The Door – Part One

The Door – Part One

There’s so much to get through, and I’m still processing it all. I may just post it in pieces when I’m able.

I went to the museum first thing the next morning (well, not first thing… I found a little cafe that had what was probably the most amazing cheese croissant that has ever been created, but I digress) and I was the first one into the exhibit.

It’s beautiful, eerie, and wonderfully presented. A city beneath a city. Dark and cool and quiet, like a tomb.

The clue mentioned ruins below a city in the new world, and the north, and “carved from the living, if only one could listen,” and “it marks the end of the path.”

I felt certain I wouldn’t find anything down here on the “path of wool” but there were loads of carved objects, ceramics and tools, I just had to find the right one, the one that might mark the “end of the path.” Something carved from the living, which made things a little more difficult. I was thinking maybe a book bound in leather?

And then I heard it. Knocking. Faint. Not loud and forceful as it had been in Israel, but almost plaintive.

More and more people had arrived and it made it hard to hear, the knocking was that quiet.

But I found it. Not a door. At least not one that anyone had recognized as such. At the end of a long hall was a wall built of bricks or stone, jutting out of a rocky outcropping. The end of the path? The “living” bit didn’t quite make sense, until I got closer…

The bricks weren’t made of stone, they were carved from wood.
A hidden door. Unseen. Leading to some undiscovered area of the old Montreal. I stood listening, still. Until I worked up the nerve to do what I wished I’d done in Cape Town. What I should’ve done in Tel Aviv.

I was going to to knock back.

I approached the wall, but in the dark of the moody museum I hadn’t noticed that the entire wall had been ensconced in glass. Unreachable. Unknockable.


There had been no mention in the clue of a feeling I was supposed to trigger so I’d assumed it meant that this was it. This is where I was supposed to go to learn the thing I was supposed to learn.

And here I was, completely stymied by an inch-thick sheet of plexi.

I asked an attendant if the glass had always been there and she said she believed it had been.
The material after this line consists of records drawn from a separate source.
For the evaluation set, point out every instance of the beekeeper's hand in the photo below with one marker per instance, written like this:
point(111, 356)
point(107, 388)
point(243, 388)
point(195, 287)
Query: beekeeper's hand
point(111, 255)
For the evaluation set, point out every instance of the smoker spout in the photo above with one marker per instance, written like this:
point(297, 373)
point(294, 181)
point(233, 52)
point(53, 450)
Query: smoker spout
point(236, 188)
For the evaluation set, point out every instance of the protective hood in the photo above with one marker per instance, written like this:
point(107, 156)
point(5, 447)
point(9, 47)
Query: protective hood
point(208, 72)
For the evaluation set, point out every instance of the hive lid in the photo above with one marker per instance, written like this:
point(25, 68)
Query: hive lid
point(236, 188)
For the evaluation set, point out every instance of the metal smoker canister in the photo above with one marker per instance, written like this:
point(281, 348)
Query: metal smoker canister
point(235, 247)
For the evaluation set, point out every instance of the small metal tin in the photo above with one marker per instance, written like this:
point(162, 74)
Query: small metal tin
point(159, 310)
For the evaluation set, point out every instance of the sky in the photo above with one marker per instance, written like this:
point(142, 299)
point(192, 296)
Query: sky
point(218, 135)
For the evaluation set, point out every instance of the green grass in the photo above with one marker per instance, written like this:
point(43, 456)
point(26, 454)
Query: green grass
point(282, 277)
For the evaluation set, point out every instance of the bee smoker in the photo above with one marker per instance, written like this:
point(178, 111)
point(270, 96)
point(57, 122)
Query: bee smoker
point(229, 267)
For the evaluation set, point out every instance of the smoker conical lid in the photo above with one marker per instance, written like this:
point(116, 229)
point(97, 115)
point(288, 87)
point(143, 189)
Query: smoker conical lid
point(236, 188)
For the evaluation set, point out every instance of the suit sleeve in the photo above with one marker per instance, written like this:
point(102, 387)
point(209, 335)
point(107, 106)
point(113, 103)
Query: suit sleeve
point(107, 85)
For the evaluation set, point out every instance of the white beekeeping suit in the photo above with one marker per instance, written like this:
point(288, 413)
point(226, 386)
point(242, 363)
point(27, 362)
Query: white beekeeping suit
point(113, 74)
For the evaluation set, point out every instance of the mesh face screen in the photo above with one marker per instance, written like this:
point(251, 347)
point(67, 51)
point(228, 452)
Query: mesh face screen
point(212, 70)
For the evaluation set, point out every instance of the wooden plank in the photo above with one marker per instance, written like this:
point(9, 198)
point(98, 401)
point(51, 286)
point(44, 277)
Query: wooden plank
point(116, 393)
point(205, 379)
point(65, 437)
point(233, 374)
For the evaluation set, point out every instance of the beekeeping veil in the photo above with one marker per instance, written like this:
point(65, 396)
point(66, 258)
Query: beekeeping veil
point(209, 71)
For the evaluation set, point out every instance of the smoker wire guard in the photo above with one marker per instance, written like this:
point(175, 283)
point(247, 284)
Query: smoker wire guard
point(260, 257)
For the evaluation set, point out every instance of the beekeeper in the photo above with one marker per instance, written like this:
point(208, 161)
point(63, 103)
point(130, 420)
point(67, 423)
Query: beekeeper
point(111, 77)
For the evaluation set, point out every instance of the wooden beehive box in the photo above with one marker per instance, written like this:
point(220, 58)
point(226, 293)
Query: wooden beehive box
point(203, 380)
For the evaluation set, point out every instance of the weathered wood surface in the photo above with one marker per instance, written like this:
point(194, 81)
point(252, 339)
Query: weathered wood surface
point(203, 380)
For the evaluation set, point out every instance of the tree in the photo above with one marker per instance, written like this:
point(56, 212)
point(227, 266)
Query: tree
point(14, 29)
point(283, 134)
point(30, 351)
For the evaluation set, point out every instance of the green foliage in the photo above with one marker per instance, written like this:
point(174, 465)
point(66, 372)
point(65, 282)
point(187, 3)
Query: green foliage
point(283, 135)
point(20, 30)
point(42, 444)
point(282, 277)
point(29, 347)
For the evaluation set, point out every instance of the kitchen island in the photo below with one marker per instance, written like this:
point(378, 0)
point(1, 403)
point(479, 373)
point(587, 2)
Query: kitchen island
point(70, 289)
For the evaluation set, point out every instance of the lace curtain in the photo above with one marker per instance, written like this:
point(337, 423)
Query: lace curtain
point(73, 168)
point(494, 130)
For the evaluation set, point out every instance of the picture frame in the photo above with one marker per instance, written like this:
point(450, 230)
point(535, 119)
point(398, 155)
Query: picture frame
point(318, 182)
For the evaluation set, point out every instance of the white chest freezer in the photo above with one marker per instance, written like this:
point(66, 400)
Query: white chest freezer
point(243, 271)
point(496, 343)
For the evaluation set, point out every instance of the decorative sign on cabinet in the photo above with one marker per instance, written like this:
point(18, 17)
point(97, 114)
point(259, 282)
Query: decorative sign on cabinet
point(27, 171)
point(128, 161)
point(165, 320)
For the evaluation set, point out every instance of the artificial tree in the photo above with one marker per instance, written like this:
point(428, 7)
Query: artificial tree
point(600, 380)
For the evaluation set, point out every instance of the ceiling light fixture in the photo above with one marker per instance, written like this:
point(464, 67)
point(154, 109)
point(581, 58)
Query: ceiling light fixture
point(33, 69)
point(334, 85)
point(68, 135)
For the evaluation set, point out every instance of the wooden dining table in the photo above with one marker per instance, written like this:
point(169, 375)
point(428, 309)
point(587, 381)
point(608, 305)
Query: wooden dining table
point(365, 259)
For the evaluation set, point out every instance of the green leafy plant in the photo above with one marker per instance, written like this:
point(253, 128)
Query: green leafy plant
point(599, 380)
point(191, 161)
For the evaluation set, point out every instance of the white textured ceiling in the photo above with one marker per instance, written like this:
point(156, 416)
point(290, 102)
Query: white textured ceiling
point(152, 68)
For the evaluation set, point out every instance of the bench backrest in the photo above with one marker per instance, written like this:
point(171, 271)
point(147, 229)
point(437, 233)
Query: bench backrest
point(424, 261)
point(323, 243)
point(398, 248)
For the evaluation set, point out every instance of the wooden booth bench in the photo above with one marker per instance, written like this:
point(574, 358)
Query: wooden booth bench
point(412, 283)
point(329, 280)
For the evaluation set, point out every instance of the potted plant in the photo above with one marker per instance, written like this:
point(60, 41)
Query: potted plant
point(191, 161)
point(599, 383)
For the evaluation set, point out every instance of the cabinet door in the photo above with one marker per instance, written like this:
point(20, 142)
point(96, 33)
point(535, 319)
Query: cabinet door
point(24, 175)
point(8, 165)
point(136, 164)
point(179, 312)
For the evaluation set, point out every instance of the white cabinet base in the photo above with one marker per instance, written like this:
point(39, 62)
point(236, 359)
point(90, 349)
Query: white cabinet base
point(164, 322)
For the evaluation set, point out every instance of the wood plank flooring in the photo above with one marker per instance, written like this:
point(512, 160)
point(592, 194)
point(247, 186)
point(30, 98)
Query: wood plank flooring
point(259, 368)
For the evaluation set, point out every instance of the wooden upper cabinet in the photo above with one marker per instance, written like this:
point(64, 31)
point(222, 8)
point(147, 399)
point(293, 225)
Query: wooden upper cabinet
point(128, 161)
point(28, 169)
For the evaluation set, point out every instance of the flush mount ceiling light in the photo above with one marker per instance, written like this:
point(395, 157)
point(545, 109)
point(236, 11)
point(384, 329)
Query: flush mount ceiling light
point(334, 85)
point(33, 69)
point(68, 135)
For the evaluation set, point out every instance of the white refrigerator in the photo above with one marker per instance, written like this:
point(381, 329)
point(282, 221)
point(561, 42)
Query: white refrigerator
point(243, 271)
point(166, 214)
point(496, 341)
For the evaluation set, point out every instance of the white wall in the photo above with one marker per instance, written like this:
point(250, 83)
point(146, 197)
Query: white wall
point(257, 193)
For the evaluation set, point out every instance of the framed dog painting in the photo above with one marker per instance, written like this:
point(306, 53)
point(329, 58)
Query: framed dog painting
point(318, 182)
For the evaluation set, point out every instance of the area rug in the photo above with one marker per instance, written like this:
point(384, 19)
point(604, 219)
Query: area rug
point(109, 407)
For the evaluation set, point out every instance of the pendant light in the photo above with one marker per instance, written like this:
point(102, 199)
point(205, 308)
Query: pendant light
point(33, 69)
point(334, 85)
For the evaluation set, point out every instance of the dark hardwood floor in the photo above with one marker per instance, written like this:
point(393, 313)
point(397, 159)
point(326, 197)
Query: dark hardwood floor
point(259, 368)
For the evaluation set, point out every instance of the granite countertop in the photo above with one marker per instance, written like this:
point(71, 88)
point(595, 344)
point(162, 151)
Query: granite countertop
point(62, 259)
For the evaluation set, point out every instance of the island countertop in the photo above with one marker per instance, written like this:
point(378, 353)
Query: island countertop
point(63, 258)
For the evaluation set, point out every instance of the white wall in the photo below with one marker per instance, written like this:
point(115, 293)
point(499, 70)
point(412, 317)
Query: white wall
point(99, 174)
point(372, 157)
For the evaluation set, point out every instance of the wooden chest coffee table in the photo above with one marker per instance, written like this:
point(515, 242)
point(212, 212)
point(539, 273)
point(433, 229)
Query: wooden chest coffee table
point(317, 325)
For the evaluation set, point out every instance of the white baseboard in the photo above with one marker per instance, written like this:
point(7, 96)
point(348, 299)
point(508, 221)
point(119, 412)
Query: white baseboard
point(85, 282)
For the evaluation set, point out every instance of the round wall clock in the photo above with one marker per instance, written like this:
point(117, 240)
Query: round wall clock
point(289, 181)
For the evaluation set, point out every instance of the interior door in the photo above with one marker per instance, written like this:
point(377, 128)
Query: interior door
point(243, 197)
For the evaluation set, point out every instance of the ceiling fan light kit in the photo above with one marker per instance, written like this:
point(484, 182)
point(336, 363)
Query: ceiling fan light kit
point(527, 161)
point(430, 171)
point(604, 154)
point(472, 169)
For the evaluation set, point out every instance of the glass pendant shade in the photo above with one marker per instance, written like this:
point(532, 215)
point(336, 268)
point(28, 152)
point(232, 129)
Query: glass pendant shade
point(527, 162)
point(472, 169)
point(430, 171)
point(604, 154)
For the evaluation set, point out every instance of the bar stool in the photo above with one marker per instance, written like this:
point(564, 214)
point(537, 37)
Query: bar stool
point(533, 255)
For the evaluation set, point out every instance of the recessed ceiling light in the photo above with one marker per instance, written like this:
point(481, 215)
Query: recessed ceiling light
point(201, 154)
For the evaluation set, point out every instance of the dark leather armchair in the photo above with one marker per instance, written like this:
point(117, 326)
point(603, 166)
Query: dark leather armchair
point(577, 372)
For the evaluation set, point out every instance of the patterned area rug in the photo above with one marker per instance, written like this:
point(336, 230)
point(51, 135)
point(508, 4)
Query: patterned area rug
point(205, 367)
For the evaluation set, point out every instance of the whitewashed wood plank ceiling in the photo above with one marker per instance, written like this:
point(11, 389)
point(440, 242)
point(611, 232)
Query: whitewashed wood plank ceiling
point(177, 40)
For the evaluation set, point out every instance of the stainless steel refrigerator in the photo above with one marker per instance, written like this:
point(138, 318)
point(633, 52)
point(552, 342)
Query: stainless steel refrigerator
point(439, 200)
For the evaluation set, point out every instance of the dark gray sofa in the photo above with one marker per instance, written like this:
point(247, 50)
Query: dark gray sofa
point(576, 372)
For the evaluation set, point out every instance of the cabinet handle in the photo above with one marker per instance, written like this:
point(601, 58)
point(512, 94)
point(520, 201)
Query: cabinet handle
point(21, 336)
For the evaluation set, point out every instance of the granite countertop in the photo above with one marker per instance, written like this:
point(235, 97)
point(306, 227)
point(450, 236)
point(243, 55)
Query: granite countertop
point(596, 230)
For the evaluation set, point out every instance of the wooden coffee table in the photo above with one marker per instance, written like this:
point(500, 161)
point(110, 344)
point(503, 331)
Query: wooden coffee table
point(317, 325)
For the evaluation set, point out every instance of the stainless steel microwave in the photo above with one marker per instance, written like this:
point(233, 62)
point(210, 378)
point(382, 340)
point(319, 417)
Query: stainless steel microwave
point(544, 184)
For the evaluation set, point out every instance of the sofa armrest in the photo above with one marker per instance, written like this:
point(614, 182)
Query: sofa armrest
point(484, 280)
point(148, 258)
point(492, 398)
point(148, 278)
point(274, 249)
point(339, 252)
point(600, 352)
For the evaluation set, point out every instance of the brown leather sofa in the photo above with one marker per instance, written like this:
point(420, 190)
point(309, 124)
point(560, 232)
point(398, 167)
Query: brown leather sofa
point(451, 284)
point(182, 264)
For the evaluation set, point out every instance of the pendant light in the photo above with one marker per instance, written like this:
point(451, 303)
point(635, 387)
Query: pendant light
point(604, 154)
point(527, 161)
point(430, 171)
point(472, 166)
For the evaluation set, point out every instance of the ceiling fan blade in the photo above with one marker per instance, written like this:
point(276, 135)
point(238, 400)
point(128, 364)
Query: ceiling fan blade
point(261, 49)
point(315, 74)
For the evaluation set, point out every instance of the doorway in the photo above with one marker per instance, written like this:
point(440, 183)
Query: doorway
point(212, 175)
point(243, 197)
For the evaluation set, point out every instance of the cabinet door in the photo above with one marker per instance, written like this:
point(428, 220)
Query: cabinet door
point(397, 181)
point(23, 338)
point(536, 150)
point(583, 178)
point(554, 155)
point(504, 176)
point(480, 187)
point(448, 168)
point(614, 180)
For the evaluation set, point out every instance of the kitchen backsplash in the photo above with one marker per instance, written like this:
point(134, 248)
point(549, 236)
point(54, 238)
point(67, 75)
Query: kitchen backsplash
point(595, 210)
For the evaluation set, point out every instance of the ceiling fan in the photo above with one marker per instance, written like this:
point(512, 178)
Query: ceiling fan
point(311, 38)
The knocking was getting more and more faint as I myself lost hope in the search. As I slowly started to realise that something had gone wrong. Not with the trail, but with me. Some fundamental thing I was meant to learn. Some enlightenment I was meant to gain, but hadn’t.

I took a step closer to the glass, put my hand on it. Who was knocking, and now fading away? Part of me wanted to believe it was some piece of him. Calling me on to the next step, the next phase, like a game a father might play with his young daughter. Hiding from her, knocking on a door, and when she came close he would run off to hide somewhere else. But in the end she would find him and he’d scoop her up and hug her and they’d laugh that she was ever scared at all. It was all just a game.

The knocking stopped.

That was it.

I didn’t need to look in the journal. I could feel it. My heart sinking with all hope that anything would come of this. I’m not a treasure seeker, a truth hunter. A brave adventurer. I’m not my father.

I turned to leave and walked face first into the sternum of the tallest, most mountainous human being I’d ever seen. Before I fell backward he took me by the shoulders, gently righting me before I stumbled.

I looked up at his big bushy mustache which stretched across his face as he smiled down at me.

I apologised, embarrassed, and he sort of set me down and nodded. And then he apologised. I shook my head, saying I was the one not watching where I was going.

But then I noticed on his forearm, a tattoo. The symbol of the Gossmere guild.

He said that he always told himself that if he ever saw me again the first thing he’d say was that he was sorry. Sorry for not coming to find me, for keeping his word to my father instead of trying to protect me. Sorry for his part in the spell that hid me away.